A menudo, Rogelio ensoñaba que Bonifacio Pérez, de ser
un muñeco articulado sería realmente feo, y que no tendría
ningún accesorio que lo acompañe, y que, al aparecer en la
mañana de navidad debajo de algún arbolito, no sólo
conseguiría decepcionar personas, sino peor aún, hacerlos
llorar. ¡Rogelio Raimundi lamentaba tantas cosas!
Lamentaba por ejemplo que las personas hayan perdido la
ternura en algún lugar que ya no recuerdan, y que a toda
hora sus caras sean esculturas en honor al fastidio. Sobre
todo, Rogelio lamentaba algo que había notado en los
señores de su edad, que por andar ocupados tratando de
verse rudos y con el ceño encogido, se perdían a diario
muchas oportunidades de sonreír, por ejemplo.
Así que Rogelio Raimundi ideó un plan para recuperar la
ternura en la fábrica de juguetes.
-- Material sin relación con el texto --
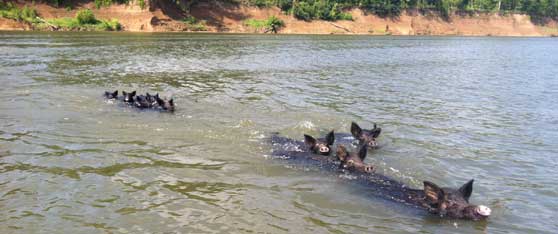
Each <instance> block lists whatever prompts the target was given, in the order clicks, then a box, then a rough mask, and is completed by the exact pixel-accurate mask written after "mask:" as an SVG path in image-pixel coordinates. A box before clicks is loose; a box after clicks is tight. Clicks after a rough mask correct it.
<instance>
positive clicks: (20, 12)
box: [0, 1, 37, 23]
mask: <svg viewBox="0 0 558 234" xmlns="http://www.w3.org/2000/svg"><path fill="white" fill-rule="evenodd" d="M0 17H3V18H8V19H13V20H17V21H23V22H28V23H35V22H36V21H37V11H36V10H35V9H33V8H30V7H28V6H24V7H23V8H22V9H20V8H18V7H17V6H16V5H15V4H13V3H12V2H8V3H4V2H3V1H0Z"/></svg>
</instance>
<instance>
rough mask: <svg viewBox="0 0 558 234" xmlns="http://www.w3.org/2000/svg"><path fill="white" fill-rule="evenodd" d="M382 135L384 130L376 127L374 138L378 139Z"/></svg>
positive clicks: (374, 131) (372, 136)
mask: <svg viewBox="0 0 558 234" xmlns="http://www.w3.org/2000/svg"><path fill="white" fill-rule="evenodd" d="M380 133H382V128H376V126H374V133H373V134H372V137H374V138H376V137H378V136H379V135H380Z"/></svg>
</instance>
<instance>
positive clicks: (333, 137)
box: [326, 130, 335, 145]
mask: <svg viewBox="0 0 558 234" xmlns="http://www.w3.org/2000/svg"><path fill="white" fill-rule="evenodd" d="M326 142H327V145H333V143H334V142H335V134H334V133H333V130H331V132H329V133H328V134H327V135H326Z"/></svg>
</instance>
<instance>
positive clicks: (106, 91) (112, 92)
mask: <svg viewBox="0 0 558 234" xmlns="http://www.w3.org/2000/svg"><path fill="white" fill-rule="evenodd" d="M105 98H107V99H117V98H118V90H115V91H114V92H109V91H105Z"/></svg>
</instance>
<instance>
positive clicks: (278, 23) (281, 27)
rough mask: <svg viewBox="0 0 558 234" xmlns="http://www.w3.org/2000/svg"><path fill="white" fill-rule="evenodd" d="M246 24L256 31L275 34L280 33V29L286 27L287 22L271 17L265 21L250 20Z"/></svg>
mask: <svg viewBox="0 0 558 234" xmlns="http://www.w3.org/2000/svg"><path fill="white" fill-rule="evenodd" d="M244 24H245V25H247V26H249V27H252V28H254V29H255V30H256V31H260V30H265V31H266V32H269V31H271V32H274V33H276V32H277V31H279V29H280V28H282V27H285V22H284V21H283V20H281V19H279V18H277V17H276V16H270V17H269V18H267V19H265V20H258V19H248V20H246V21H244Z"/></svg>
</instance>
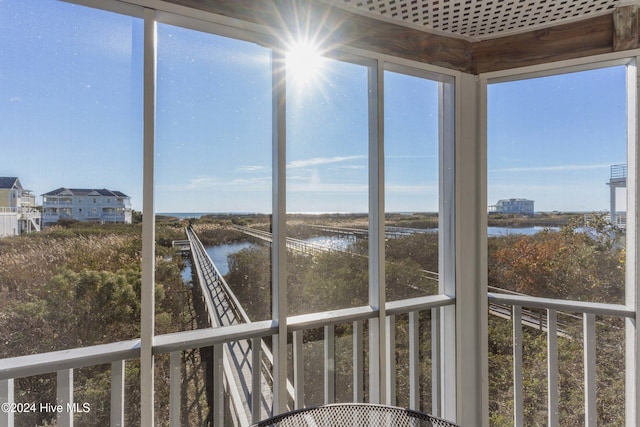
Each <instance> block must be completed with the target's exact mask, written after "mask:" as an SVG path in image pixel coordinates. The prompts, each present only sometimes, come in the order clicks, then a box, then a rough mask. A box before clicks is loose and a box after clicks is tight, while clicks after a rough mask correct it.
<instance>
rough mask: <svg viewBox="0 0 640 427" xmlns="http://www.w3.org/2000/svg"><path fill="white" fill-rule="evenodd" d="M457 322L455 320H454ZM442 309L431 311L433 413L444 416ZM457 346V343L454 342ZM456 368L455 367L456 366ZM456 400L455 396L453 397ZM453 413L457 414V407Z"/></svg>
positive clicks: (437, 416) (431, 376)
mask: <svg viewBox="0 0 640 427" xmlns="http://www.w3.org/2000/svg"><path fill="white" fill-rule="evenodd" d="M454 320H455V319H454ZM440 323H441V322H440V308H438V307H436V308H432V309H431V413H432V414H433V415H435V416H436V417H439V416H442V388H443V387H441V384H442V379H441V375H442V363H441V362H440V357H441V355H442V351H441V349H442V340H441V339H440V334H441V327H440ZM454 344H455V341H454ZM454 366H455V365H454ZM453 397H454V398H455V395H454V396H453ZM453 409H454V411H453V413H454V414H455V406H454V408H453Z"/></svg>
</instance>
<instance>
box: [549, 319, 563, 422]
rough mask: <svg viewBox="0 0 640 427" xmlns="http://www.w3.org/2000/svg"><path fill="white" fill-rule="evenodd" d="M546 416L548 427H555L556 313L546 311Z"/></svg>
mask: <svg viewBox="0 0 640 427" xmlns="http://www.w3.org/2000/svg"><path fill="white" fill-rule="evenodd" d="M547 378H548V384H547V399H548V400H547V401H548V405H547V406H548V411H549V414H548V416H547V419H548V423H547V424H548V426H549V427H557V426H558V421H559V413H560V411H559V410H558V401H559V396H558V313H557V312H556V311H555V310H551V309H549V310H547Z"/></svg>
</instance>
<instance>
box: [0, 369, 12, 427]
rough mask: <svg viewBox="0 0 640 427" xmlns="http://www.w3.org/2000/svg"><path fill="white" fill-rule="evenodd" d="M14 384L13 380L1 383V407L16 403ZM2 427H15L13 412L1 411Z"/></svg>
mask: <svg viewBox="0 0 640 427" xmlns="http://www.w3.org/2000/svg"><path fill="white" fill-rule="evenodd" d="M13 395H14V384H13V378H9V379H8V380H1V381H0V405H1V404H5V405H6V404H9V405H13V403H14V398H13ZM10 408H11V406H9V409H10ZM0 427H14V417H13V411H4V410H2V411H0Z"/></svg>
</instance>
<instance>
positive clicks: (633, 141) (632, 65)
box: [625, 57, 640, 427]
mask: <svg viewBox="0 0 640 427" xmlns="http://www.w3.org/2000/svg"><path fill="white" fill-rule="evenodd" d="M639 61H640V57H636V58H635V60H634V61H633V62H632V63H631V64H629V65H628V66H627V232H626V239H627V240H626V248H625V249H626V252H627V259H626V271H625V275H626V277H625V301H626V304H627V305H628V306H630V307H633V308H634V310H635V318H633V319H631V318H627V319H625V331H626V335H625V343H626V351H625V364H626V368H625V374H626V378H625V423H626V426H627V427H635V426H638V425H640V351H639V350H638V349H639V348H640V327H638V319H640V289H638V286H639V285H640V281H639V280H638V274H637V271H638V268H639V267H640V251H638V237H639V236H638V221H637V218H636V216H637V215H638V212H640V209H639V206H638V203H639V201H640V197H638V188H639V186H638V161H639V159H638V149H637V147H638V144H640V132H639V131H638V123H640V117H639V115H640V108H639V107H638V91H639V88H638V85H639V84H640V78H639V76H638V62H639Z"/></svg>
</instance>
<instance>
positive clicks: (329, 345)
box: [324, 325, 336, 403]
mask: <svg viewBox="0 0 640 427" xmlns="http://www.w3.org/2000/svg"><path fill="white" fill-rule="evenodd" d="M335 347H336V341H335V326H334V325H329V326H325V327H324V403H334V402H335V400H336V360H335V354H336V352H335Z"/></svg>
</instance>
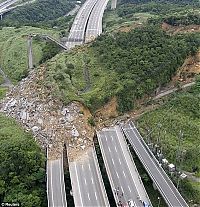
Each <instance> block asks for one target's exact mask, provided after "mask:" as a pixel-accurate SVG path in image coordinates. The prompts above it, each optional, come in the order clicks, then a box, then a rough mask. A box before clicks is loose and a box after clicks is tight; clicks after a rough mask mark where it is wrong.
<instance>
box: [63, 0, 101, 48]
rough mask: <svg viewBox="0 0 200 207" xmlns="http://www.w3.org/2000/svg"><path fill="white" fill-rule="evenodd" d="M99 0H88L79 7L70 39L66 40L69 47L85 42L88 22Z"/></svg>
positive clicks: (68, 38) (69, 47)
mask: <svg viewBox="0 0 200 207" xmlns="http://www.w3.org/2000/svg"><path fill="white" fill-rule="evenodd" d="M97 1H98V0H86V2H85V3H84V4H83V6H82V7H81V8H80V9H79V11H78V13H77V15H76V17H75V19H74V22H73V24H72V27H71V30H70V34H69V37H68V41H67V42H66V46H67V47H69V48H72V47H75V45H81V44H83V43H84V42H85V41H84V40H85V31H86V26H87V22H88V19H89V17H90V14H91V12H92V9H93V8H94V6H95V4H96V3H97ZM69 40H71V41H69ZM77 40H79V41H77Z"/></svg>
Pero, lo que Rogelio no
sabía era que, al mismo tiempo, Bonifacio Pérez ideaba
otro para echarlo.
El siguiente lunes por la mañana, Rogelio Raimundi se
paró en la puerta de la fábrica a la hora en que todos los
operarios marcan tarjeta, colgó en su cuello un cartel de
colores que decía cuán felices vuelve al mundo el trabajo
que hacen, y le estampaba a cada camarada un beso y un
abrazo. Los trabajadores esperaban en fila el encuentro con
Rogelio Raimundi y luego se marchaban a trabajar
sonrientes. Y así cada mañana durante algunas semanas;
hasta que, en una ocasión, cuando Rogelio abrazaba a un
grandote de mameluco, apareció por detrás Bonifacio
Pérez cargando un papel en su mano y una sonrisa que
arrugaba su frente de aceituna.
-Señor Raimundi- dijo con voz chillona – sus días en
nuestra fábrica han terminado. Puede ir a recoger sus
cosas.
-Pero ¿por qué? ¿Qué hice de malo, señor Pérez? – protestó
Rogelio.
-Nada malo. Son simples decisiones del directorio.
-Está bien, señor Pérez – contestó cabizbajo Rogelio,
marchándose a su oficina gimoteando.
Mientras caminaba por los pasillos de la fábrica, Rogelio
recibió el apoyo de los trabajadores que le daban palmadas
y lo avivaban. Y Rogelio pensó que, de ser muñecos
articulados, sus compañeros alegrarían muchos
cumpleaños.
Al abrir la puerta de la oficina Rogelio Raimundi imaginó
que encontraría una pequeña caja con sus pertenencias lista
para largarse; pero en su lugar encontró muchos globos en
el piso, banderines, guirnaldas y dulces. Y un enorme
cartel que decía lo siguiente: “Muchas gracias, Rogelio. Tu
plan ha sido todo un éxito”.
Y resultó que Rogelio no había sido despedido, sino que
dejaría de teclear mails y de atender el teléfono de los
reclamos, para cumplir su sueño de trabajar en la juguetería
de la Calle Walsh. Rogelio tenía los ojos nublados
nuevamente. Entonces miró a Bonifacio Pérez, le sonrió, y
le estampó un beso y un gran abrazo.